少し前の記事で書きましたが(詳しくはこちら)、最近は言語教育での翻訳の復権の動きがあるようです。
日本語ではこのような本も出版されています。

  • ガイ・クック (2012) 「英語教育と「訳」の効用」(齋藤兆史・北和丈 (訳) )研究社

今回は、この翻訳の復権への動きの一環をなす論文だと思いますが、以下のものを読みました。

  • Kelly, N. and Bruen, J. (2014). Translation as a pedagogical tool in the foreign language classroom: A qualitative study of attitudes and behaviours. Language Teaching Research. 19(2) 150 –168

この論文では、アイルランドの大学で6名の日本語教師と6名のドイツ語教師に行ったインタビューと、学生による授業評価などをもとに、大学の言語教育で翻訳がどのように使われ、どう受けとめられているのかを調べていました。
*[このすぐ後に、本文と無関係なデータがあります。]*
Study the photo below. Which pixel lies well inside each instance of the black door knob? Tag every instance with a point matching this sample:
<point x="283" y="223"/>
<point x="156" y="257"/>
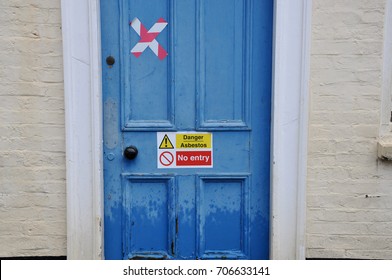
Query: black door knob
<point x="130" y="152"/>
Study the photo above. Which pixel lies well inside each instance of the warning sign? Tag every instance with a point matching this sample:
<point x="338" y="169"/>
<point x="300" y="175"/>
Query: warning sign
<point x="166" y="143"/>
<point x="184" y="150"/>
<point x="193" y="141"/>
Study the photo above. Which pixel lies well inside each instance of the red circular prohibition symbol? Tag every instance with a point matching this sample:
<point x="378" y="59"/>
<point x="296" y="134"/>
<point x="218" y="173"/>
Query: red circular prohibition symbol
<point x="166" y="158"/>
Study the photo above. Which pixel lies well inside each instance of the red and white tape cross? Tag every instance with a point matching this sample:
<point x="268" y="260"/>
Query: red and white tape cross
<point x="147" y="38"/>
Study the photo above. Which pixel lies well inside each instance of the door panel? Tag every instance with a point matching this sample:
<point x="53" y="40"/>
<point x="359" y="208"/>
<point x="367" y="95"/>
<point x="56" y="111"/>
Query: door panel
<point x="216" y="78"/>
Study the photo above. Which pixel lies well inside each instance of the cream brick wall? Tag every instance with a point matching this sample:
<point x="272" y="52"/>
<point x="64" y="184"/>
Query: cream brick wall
<point x="349" y="191"/>
<point x="32" y="138"/>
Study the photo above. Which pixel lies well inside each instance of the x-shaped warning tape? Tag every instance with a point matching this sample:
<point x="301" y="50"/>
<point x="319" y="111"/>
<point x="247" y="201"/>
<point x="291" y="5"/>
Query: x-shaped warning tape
<point x="147" y="38"/>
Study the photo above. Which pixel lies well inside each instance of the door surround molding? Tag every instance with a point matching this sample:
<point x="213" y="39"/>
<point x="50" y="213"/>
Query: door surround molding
<point x="83" y="123"/>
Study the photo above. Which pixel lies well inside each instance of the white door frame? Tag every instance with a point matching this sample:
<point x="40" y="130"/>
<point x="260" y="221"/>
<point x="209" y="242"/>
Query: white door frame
<point x="83" y="111"/>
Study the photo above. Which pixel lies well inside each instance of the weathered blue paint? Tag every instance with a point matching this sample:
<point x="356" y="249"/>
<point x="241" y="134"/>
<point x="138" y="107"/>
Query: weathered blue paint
<point x="216" y="78"/>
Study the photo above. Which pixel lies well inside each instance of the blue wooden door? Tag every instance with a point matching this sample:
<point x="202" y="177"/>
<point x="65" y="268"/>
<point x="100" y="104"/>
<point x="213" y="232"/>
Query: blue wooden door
<point x="186" y="67"/>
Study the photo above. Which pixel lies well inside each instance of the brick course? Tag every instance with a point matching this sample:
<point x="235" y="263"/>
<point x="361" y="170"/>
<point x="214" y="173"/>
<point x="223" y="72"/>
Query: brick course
<point x="32" y="137"/>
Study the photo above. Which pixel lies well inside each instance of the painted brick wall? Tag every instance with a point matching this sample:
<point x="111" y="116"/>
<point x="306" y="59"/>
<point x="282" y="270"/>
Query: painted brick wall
<point x="32" y="137"/>
<point x="349" y="190"/>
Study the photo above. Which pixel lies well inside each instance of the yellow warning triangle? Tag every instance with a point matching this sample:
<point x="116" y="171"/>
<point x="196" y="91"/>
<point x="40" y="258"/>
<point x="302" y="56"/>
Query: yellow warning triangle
<point x="166" y="143"/>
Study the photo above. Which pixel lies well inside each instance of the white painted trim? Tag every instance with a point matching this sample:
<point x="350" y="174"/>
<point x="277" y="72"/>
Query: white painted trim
<point x="289" y="128"/>
<point x="83" y="113"/>
<point x="83" y="105"/>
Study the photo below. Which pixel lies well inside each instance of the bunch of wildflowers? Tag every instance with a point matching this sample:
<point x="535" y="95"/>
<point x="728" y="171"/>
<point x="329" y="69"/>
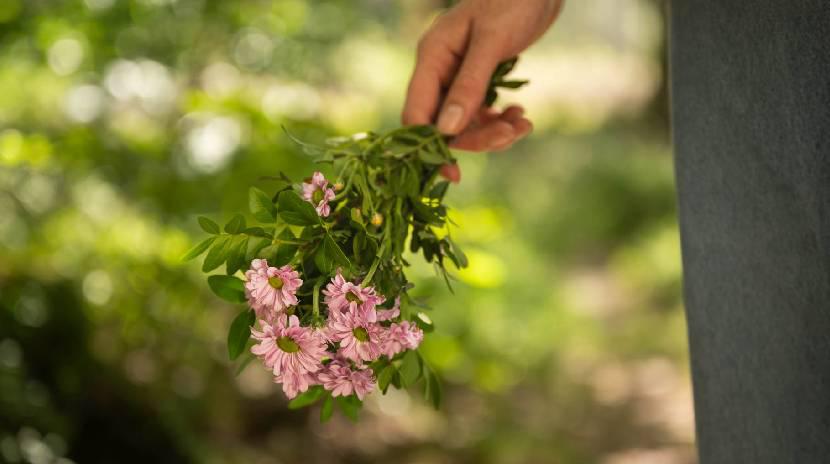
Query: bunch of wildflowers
<point x="329" y="311"/>
<point x="322" y="270"/>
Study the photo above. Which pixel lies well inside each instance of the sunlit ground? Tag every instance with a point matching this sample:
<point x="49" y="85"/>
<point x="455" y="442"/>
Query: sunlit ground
<point x="120" y="121"/>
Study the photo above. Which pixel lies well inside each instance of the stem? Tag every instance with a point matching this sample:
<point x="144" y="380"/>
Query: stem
<point x="348" y="185"/>
<point x="316" y="298"/>
<point x="371" y="273"/>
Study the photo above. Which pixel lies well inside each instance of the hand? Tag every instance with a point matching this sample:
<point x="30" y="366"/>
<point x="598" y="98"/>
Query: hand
<point x="456" y="57"/>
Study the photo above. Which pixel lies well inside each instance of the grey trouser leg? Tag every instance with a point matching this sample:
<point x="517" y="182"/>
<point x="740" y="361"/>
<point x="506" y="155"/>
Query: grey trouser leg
<point x="751" y="128"/>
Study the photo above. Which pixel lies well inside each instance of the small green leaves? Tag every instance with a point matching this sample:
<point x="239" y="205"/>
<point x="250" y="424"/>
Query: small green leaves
<point x="217" y="254"/>
<point x="350" y="405"/>
<point x="432" y="387"/>
<point x="327" y="409"/>
<point x="497" y="80"/>
<point x="228" y="288"/>
<point x="307" y="398"/>
<point x="431" y="157"/>
<point x="261" y="206"/>
<point x="208" y="226"/>
<point x="330" y="256"/>
<point x="410" y="369"/>
<point x="198" y="249"/>
<point x="296" y="211"/>
<point x="235" y="225"/>
<point x="239" y="333"/>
結果としては、調査対象の現場の教師は翻訳を有益なクラス活動と肯定的に捉えていたそうです。実際に翻訳はクラス活動の一環として取り入れられており、試験などでも翻訳が課されていたそうです。学生からも翻訳の使用については肯定的な意見が聞かれたといっていました。

ただ、上記のようにクラス内で翻訳を使用し、試験でも翻訳が課されているものの、コース内容を記した書類には翻訳について明記されないコースも多かったようです。

Kelly and Bruen (2014, p. 165)は、Schjoldager (2003)を引用しつつ、翻訳については実践と理論の間で乖離があるといっていました。(主に英語圏の応用言語学の話だとは思いますが)つまり、教育現場や教育政策立案者は翻訳を有用だと思っているものの、理論家は翻訳について議論しないか、マイナスの評価している場合が多いと指摘していました。